Clinical preceptors assume the role of the teacher during the clinical training period. The majority are university instructors, but some are practitioners on the training site and serve as adjunct preceptors; all have to teach in the uncontrolled environment of the clinical practice setting, adding to the complexity of the task [9]. They would function as a learning asset for trainees, guiding their learning by assessing their knowledge and clinical background experience at the beginning of their training experience. They would discuss their strengths and weaknesses, provide an orientation at the practice site, develop a generalized and individualized training plan, meet regularly with the trainees, review their progress, and discuss topics that can feed into developing required clinical skills. Clinical preceptors would also expose trainees to a full range of professional services, stimulating and challenging them to judge, acquire, and justify evidence-based decisions, and provide supportive and developmental feedback during the trainee learning experience. Unlike a classroom environment where the learning can be tailored to fit the learning process, the clinical practice has no borders of control, which can be very challenging for trainees. In these unacquainted surroundings, trainees look to the preceptor to seek guidance. This is why it is essential to set clear boundaries at the beginning of the training and reevaluate them as trainees progress in their experience where they would have gained confidence and acquired the required skills. Accordingly, the time and effort invested in orientation and practical education would translate into faster integration and a higher contribution of trainees to their workplace [6, 9].

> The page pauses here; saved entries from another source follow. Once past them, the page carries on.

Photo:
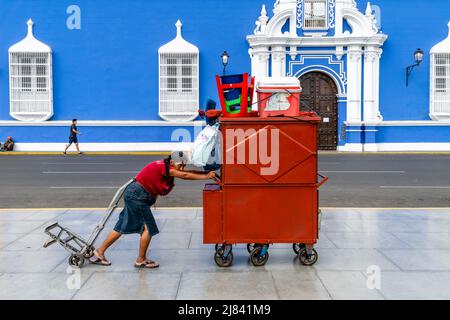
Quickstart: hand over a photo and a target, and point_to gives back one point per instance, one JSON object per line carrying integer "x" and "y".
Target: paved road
{"x": 411, "y": 248}
{"x": 356, "y": 180}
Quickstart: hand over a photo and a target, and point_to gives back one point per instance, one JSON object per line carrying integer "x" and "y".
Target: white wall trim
{"x": 386, "y": 147}
{"x": 351, "y": 147}
{"x": 400, "y": 123}
{"x": 102, "y": 124}
{"x": 395, "y": 147}
{"x": 103, "y": 147}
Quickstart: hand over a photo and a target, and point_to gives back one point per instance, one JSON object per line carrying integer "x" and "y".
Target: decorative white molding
{"x": 339, "y": 78}
{"x": 299, "y": 14}
{"x": 101, "y": 124}
{"x": 329, "y": 62}
{"x": 363, "y": 35}
{"x": 261, "y": 24}
{"x": 332, "y": 13}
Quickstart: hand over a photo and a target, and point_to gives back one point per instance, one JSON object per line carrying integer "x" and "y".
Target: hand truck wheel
{"x": 251, "y": 247}
{"x": 308, "y": 259}
{"x": 76, "y": 261}
{"x": 257, "y": 259}
{"x": 223, "y": 262}
{"x": 298, "y": 247}
{"x": 89, "y": 253}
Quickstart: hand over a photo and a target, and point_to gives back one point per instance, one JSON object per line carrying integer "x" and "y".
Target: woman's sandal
{"x": 100, "y": 261}
{"x": 147, "y": 265}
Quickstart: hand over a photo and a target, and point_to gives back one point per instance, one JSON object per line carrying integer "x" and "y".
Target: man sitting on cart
{"x": 156, "y": 179}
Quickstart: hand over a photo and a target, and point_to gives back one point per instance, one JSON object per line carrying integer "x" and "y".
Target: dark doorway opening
{"x": 320, "y": 95}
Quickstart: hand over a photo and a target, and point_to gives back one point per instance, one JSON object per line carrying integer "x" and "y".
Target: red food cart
{"x": 268, "y": 191}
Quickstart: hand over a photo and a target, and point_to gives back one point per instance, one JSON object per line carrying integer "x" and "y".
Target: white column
{"x": 354, "y": 75}
{"x": 278, "y": 61}
{"x": 371, "y": 84}
{"x": 260, "y": 65}
{"x": 339, "y": 23}
{"x": 260, "y": 61}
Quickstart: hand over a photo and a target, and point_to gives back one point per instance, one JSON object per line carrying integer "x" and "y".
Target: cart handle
{"x": 324, "y": 180}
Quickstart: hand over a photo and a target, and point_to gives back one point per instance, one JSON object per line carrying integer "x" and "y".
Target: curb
{"x": 140, "y": 153}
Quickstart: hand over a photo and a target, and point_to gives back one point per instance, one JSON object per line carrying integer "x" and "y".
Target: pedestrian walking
{"x": 73, "y": 138}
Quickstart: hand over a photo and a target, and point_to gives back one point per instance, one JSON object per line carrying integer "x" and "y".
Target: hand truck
{"x": 80, "y": 248}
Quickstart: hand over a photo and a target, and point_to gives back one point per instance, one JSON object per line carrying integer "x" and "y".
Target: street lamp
{"x": 225, "y": 59}
{"x": 418, "y": 57}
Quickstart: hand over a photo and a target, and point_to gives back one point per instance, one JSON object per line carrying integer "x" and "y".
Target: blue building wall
{"x": 108, "y": 70}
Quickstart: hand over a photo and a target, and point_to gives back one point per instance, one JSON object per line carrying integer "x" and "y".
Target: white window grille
{"x": 30, "y": 70}
{"x": 315, "y": 15}
{"x": 440, "y": 80}
{"x": 178, "y": 79}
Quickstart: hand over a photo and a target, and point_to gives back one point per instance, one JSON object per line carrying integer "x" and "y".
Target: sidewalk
{"x": 411, "y": 248}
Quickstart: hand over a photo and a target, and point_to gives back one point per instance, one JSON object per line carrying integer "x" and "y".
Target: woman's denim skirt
{"x": 137, "y": 213}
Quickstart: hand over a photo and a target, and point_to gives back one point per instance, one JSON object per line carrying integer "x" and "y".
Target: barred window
{"x": 30, "y": 72}
{"x": 440, "y": 84}
{"x": 315, "y": 14}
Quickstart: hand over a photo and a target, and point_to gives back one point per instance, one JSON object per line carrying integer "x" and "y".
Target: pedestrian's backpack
{"x": 204, "y": 146}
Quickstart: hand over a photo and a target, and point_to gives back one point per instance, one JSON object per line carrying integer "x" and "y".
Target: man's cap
{"x": 180, "y": 156}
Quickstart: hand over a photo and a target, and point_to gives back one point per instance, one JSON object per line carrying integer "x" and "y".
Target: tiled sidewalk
{"x": 411, "y": 248}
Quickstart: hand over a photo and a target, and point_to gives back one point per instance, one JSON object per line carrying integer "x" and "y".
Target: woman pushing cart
{"x": 156, "y": 179}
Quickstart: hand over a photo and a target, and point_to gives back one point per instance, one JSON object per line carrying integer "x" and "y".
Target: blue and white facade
{"x": 134, "y": 72}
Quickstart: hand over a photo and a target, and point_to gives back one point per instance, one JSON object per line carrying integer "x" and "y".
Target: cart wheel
{"x": 89, "y": 253}
{"x": 298, "y": 247}
{"x": 223, "y": 262}
{"x": 257, "y": 259}
{"x": 76, "y": 261}
{"x": 308, "y": 260}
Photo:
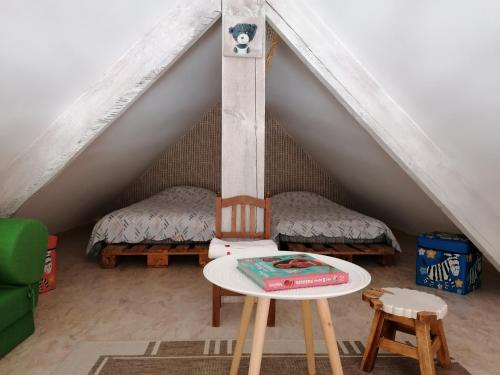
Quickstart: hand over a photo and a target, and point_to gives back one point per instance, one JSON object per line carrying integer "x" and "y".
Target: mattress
{"x": 307, "y": 217}
{"x": 177, "y": 214}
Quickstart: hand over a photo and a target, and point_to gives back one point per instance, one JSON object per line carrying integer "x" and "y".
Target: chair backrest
{"x": 246, "y": 229}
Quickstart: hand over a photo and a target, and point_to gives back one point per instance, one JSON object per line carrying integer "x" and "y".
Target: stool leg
{"x": 424, "y": 348}
{"x": 443, "y": 353}
{"x": 216, "y": 305}
{"x": 308, "y": 336}
{"x": 246, "y": 314}
{"x": 258, "y": 335}
{"x": 371, "y": 347}
{"x": 329, "y": 333}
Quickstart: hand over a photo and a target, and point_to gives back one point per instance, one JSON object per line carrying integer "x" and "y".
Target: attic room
{"x": 249, "y": 186}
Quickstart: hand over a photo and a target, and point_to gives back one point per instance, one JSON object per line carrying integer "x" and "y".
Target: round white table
{"x": 223, "y": 272}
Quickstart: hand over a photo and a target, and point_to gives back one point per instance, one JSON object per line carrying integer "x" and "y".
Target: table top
{"x": 223, "y": 272}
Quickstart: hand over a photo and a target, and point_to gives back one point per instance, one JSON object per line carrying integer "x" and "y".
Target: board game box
{"x": 290, "y": 272}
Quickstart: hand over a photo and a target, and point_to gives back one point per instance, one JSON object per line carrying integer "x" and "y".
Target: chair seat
{"x": 408, "y": 303}
{"x": 15, "y": 302}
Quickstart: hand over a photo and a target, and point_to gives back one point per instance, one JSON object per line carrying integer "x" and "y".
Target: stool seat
{"x": 409, "y": 302}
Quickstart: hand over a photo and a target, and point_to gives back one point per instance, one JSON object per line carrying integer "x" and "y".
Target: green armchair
{"x": 23, "y": 245}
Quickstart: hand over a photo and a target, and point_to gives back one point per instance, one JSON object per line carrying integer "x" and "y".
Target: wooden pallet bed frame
{"x": 157, "y": 255}
{"x": 384, "y": 253}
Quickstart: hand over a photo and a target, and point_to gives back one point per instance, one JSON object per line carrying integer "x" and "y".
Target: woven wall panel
{"x": 195, "y": 160}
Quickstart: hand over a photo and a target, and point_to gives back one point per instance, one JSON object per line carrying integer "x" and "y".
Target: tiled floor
{"x": 132, "y": 302}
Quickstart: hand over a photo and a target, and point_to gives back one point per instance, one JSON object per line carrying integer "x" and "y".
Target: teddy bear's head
{"x": 243, "y": 33}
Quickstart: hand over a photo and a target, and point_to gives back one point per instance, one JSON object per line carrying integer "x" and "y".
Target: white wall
{"x": 440, "y": 61}
{"x": 52, "y": 50}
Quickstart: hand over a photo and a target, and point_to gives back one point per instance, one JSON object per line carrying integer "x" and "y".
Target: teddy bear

Consequently, as the teaching occurs in an undetermined, modifiable, and original conditions, it is crucial to use a constant cognitive process of problem-solving and decision-making. It is also important to realize that what is taught is not necessarily the same as what the trainee acquires. Teaching should be a non-stop process of continuous interaction between the four elements of a learning experience: the teacher (preceptor), the learner (trainee), the subject, and the context [13].

Clinical preceptors have the responsibility to serve as a role model on how to support a professional development program. One of their duties is to lead the trainee by practical example, thus becoming a model and a mentor [13, 14]. Moreover, preceptors should direct trainees in some soft skills, including management, communication, collaboration, and leadership, and plan for increased inter-professional engagement during rotations [15, 16].

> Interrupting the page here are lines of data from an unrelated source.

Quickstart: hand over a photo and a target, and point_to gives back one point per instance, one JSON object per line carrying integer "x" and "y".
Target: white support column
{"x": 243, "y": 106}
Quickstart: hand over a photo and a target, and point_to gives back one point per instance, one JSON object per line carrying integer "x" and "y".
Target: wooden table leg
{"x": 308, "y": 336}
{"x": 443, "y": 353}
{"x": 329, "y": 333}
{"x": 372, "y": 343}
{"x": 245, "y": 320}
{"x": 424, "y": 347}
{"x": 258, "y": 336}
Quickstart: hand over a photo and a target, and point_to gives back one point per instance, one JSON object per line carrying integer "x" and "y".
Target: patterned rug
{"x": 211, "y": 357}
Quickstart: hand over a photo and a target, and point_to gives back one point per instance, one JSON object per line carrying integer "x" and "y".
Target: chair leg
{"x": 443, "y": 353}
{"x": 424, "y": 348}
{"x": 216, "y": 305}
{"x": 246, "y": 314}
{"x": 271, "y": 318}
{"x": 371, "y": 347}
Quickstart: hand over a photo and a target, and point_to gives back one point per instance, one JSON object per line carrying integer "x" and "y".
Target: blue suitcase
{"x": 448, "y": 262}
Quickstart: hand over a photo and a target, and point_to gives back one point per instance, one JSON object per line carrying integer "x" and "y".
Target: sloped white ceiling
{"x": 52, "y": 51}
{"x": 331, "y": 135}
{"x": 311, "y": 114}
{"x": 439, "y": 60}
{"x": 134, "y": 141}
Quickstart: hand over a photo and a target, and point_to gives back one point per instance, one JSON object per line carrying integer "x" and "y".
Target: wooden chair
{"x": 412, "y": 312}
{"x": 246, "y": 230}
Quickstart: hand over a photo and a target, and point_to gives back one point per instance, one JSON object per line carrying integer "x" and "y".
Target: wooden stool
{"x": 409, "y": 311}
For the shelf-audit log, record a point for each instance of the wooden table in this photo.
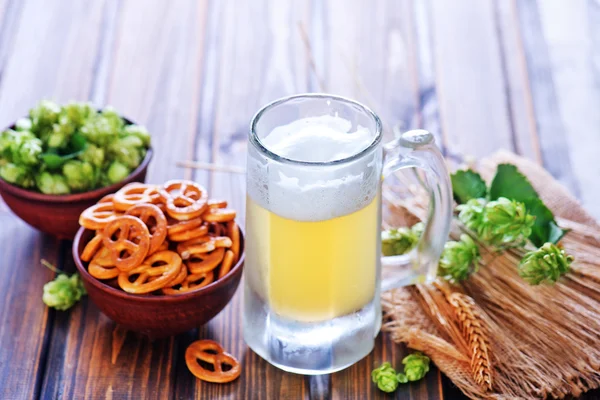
(480, 74)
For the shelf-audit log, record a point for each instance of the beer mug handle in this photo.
(416, 149)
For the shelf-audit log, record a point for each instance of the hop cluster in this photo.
(459, 259)
(501, 223)
(416, 365)
(400, 241)
(63, 292)
(73, 148)
(548, 263)
(385, 377)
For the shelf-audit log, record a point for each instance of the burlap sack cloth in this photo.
(495, 336)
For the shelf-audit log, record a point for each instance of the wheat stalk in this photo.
(475, 333)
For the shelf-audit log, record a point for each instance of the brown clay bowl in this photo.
(158, 315)
(59, 215)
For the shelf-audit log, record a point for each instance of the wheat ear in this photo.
(474, 331)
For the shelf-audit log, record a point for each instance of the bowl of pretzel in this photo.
(160, 259)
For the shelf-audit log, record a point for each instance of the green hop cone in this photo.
(63, 292)
(506, 223)
(416, 365)
(400, 241)
(385, 377)
(28, 151)
(548, 263)
(471, 214)
(93, 155)
(61, 133)
(459, 259)
(100, 130)
(501, 223)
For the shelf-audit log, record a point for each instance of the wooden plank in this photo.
(469, 78)
(246, 65)
(554, 144)
(572, 38)
(519, 99)
(36, 57)
(152, 75)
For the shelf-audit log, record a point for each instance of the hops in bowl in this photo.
(73, 148)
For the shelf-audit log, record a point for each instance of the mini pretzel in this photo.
(205, 262)
(191, 282)
(158, 229)
(91, 248)
(132, 194)
(101, 266)
(233, 231)
(219, 215)
(97, 216)
(202, 245)
(170, 265)
(212, 203)
(189, 234)
(185, 200)
(128, 228)
(216, 229)
(226, 264)
(178, 280)
(205, 350)
(164, 246)
(107, 199)
(199, 245)
(174, 226)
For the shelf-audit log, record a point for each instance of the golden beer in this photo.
(313, 270)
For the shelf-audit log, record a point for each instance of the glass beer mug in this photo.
(313, 271)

Finally, following the recommendations of the International Pharmaceutical Federation (FIP) and the World Health Organization (WHO), the pharmacist’s role should extend to research [15, 16]. In Lebanon, a study conducted by the OPL had revealed the readiness and willingness of Lebanese pharmacists to participate in research [17]. Therefore, preceptors should conduct and lead in research; all pharmacists, particularly those working in academia, should be interested in research to ensure their continuing education, update their knowledge, and generate new information to promote patient health. The modern pharmacist having major roles outside the clinical context [15, 16], the Lebanese pharmacist should be ready to become the “Nine Star Pharmacist”, with the appropriate professional attitude and ethical behaviors.

Conclusion

In conclusion, this framework, suggested to pharmacy program directors and preceptors, can be used for developmental purposes through self- or peer-evaluation processes, identifying gaps, and helping to fill the needs for a better workforce in academic and experiential pharmacy education. All the competencies described are expected to improve the experiential learning of pharmacy in Lebanon.